Thursday, March 16, 2023

Game Genres, pt. 5: Mark J. P. Wolf's Interactive Genres for Classifying Video Games

Previously, I reviewed early game genres as developed through the lenses of marketplace leaders, an expert player, and a professional game developer. This set of game genres was developed by an academic, Mark J. P. Wolf. Wolf was one of the earliest scholars in the field of game studies and has written and published 23 books, mostly on the subject of digital games.

The Medium of the Video Game, Wolf (2001)

Wolf's The Medium of the Video Game (2001) includes the chapter "Genre and the Video Game" where he outlines what he sees as the core categorizations for digital games.

Wolf takes guidance from Ed Buscombe's essay "The Idea of Genre in the American Cinema" in that genre elements may appear in a film's iconography, structure, and theme.

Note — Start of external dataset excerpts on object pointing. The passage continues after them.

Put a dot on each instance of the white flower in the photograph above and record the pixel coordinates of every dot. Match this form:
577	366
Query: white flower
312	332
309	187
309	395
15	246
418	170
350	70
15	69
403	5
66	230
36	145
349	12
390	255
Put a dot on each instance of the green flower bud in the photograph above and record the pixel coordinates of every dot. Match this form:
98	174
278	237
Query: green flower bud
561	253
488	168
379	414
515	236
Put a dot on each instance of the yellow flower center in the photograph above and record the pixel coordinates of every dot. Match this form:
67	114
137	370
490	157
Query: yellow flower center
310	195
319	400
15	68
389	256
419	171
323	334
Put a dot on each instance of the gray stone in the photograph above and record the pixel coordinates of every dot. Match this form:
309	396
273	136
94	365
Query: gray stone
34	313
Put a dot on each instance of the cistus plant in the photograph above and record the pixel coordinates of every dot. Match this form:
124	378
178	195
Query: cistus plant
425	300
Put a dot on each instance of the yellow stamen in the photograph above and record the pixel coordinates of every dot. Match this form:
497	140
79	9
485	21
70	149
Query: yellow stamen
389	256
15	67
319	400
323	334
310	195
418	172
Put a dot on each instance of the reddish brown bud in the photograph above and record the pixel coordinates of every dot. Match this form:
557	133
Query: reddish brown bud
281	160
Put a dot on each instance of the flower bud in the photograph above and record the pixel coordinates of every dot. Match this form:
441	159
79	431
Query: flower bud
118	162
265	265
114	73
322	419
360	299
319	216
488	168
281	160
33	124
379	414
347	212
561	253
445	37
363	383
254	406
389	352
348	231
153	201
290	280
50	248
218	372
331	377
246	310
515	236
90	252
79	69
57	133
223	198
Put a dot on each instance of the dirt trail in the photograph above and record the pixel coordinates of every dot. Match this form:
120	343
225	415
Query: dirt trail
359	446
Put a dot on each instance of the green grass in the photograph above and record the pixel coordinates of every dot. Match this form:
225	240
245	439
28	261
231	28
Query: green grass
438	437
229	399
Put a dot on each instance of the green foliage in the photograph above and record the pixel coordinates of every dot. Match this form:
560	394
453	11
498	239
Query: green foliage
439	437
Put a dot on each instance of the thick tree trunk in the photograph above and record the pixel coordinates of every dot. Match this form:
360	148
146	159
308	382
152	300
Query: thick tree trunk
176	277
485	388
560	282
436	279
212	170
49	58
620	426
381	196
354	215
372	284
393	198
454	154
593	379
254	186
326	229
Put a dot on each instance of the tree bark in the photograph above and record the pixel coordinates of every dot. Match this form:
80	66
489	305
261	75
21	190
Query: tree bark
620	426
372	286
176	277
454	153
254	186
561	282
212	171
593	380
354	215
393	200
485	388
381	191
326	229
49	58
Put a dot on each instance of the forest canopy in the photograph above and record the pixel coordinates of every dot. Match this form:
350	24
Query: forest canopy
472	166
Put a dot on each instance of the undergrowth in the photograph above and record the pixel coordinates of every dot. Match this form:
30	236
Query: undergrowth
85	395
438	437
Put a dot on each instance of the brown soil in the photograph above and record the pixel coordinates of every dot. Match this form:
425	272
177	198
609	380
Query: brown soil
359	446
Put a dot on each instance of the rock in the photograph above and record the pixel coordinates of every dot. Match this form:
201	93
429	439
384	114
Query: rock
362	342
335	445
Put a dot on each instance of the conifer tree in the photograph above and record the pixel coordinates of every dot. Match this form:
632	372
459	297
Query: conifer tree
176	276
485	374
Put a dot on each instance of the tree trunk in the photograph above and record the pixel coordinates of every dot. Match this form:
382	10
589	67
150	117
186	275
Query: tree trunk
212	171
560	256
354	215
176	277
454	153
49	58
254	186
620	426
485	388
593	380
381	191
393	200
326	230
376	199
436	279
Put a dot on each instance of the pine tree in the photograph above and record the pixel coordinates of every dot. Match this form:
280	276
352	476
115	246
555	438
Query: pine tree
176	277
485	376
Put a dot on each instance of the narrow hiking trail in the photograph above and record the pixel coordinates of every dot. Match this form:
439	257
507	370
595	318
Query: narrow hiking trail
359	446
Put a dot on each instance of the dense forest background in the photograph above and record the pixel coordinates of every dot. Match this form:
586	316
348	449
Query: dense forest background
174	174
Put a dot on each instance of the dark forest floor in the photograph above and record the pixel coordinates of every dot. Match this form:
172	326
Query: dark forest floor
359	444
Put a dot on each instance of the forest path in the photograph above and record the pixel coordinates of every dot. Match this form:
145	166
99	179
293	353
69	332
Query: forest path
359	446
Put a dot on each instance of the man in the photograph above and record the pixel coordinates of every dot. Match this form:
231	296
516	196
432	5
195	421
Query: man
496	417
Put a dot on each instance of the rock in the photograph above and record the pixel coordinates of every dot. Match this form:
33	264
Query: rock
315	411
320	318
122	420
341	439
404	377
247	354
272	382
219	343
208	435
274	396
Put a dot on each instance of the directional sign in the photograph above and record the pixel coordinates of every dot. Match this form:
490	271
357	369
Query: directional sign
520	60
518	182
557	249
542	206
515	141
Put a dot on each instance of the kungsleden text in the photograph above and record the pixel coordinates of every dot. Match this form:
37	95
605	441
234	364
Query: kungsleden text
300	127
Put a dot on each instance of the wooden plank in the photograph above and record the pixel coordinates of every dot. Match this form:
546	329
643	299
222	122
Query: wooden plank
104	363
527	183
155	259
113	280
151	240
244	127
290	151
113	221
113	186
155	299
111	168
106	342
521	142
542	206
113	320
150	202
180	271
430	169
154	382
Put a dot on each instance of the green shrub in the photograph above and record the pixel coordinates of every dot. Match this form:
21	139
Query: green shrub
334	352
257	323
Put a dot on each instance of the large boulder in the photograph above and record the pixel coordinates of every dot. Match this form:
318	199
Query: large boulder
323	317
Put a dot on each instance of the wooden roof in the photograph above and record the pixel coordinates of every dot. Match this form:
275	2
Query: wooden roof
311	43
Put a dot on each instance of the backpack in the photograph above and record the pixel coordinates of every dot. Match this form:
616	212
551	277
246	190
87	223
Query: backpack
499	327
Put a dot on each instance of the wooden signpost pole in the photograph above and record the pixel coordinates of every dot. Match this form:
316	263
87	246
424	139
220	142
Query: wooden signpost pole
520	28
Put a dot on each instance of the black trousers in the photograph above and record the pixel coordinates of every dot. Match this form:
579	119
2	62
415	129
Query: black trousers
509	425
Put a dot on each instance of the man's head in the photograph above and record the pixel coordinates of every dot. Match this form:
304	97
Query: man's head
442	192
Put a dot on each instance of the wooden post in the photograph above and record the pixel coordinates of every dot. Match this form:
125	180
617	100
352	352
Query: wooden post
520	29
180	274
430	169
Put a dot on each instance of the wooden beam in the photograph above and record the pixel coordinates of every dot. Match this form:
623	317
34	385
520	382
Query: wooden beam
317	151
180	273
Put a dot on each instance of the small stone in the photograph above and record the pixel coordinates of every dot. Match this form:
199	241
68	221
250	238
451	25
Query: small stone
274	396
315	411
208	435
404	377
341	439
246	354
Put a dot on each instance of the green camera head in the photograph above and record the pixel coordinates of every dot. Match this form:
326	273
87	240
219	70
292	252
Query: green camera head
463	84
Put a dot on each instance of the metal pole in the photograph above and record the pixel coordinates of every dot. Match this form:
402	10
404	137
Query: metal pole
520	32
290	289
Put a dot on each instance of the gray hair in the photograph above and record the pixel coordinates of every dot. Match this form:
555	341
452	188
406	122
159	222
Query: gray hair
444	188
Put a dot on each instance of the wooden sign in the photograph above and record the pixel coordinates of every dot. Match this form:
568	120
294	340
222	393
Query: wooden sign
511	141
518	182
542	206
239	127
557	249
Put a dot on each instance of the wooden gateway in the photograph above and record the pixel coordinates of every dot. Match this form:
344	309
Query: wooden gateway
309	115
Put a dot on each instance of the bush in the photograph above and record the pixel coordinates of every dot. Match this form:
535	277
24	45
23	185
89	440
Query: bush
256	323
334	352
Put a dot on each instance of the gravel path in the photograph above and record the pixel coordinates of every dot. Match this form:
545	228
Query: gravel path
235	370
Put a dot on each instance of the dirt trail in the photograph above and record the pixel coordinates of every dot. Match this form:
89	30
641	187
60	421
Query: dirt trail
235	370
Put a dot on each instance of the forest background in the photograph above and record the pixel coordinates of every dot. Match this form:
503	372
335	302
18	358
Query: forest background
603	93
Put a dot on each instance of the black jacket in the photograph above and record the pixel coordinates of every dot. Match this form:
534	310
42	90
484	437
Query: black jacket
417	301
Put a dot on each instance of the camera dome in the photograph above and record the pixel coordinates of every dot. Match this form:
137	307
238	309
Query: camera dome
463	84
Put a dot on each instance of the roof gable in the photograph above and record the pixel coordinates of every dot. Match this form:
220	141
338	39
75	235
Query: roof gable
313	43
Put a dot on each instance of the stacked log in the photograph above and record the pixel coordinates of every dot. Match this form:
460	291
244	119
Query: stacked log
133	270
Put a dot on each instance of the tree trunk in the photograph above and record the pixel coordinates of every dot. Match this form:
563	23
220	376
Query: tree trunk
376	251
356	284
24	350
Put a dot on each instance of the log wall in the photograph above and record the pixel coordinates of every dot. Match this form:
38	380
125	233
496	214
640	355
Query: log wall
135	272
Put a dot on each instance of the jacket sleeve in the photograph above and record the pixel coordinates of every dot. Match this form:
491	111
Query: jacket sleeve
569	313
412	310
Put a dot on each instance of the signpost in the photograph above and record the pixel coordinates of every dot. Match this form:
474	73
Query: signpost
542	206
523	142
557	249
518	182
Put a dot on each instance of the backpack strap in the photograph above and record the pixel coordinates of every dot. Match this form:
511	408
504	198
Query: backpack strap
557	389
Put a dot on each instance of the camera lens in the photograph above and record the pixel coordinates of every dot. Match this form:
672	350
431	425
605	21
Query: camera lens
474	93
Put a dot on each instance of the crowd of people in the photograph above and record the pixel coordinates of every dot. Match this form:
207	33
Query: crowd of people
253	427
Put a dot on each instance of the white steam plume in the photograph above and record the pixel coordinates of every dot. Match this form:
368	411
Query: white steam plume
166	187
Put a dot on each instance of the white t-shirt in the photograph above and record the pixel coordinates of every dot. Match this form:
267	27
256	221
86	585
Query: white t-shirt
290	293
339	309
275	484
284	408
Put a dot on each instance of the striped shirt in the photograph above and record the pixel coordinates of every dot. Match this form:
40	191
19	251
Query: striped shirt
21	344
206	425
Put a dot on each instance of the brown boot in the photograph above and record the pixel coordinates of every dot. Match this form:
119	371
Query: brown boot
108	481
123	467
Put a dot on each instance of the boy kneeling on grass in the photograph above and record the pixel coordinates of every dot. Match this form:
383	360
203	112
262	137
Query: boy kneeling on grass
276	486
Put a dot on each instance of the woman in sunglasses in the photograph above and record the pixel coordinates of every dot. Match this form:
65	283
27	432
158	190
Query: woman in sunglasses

Iconographic genres like "Western" and "science fiction" (what I previously referred to as milieu) may work for narrative games, especially those inspired by cinematic tropes, it doesn't really work for nonnarrative and abstract games. Additionally, two different games in the same iconographic genre or theme may be very different experiences for the player. Wolf moves away from these cinematic concepts of film genre by focusing on the classifications of interactivity seen in digital games.

Wolf notes that games may best fit into multiple genres (Pac-Man is primarily a "Collecting" game, as the player's primary objective is to eat all of the dots on the screen. Secondarily, it also falls under the "Escape" and "Maze" genres).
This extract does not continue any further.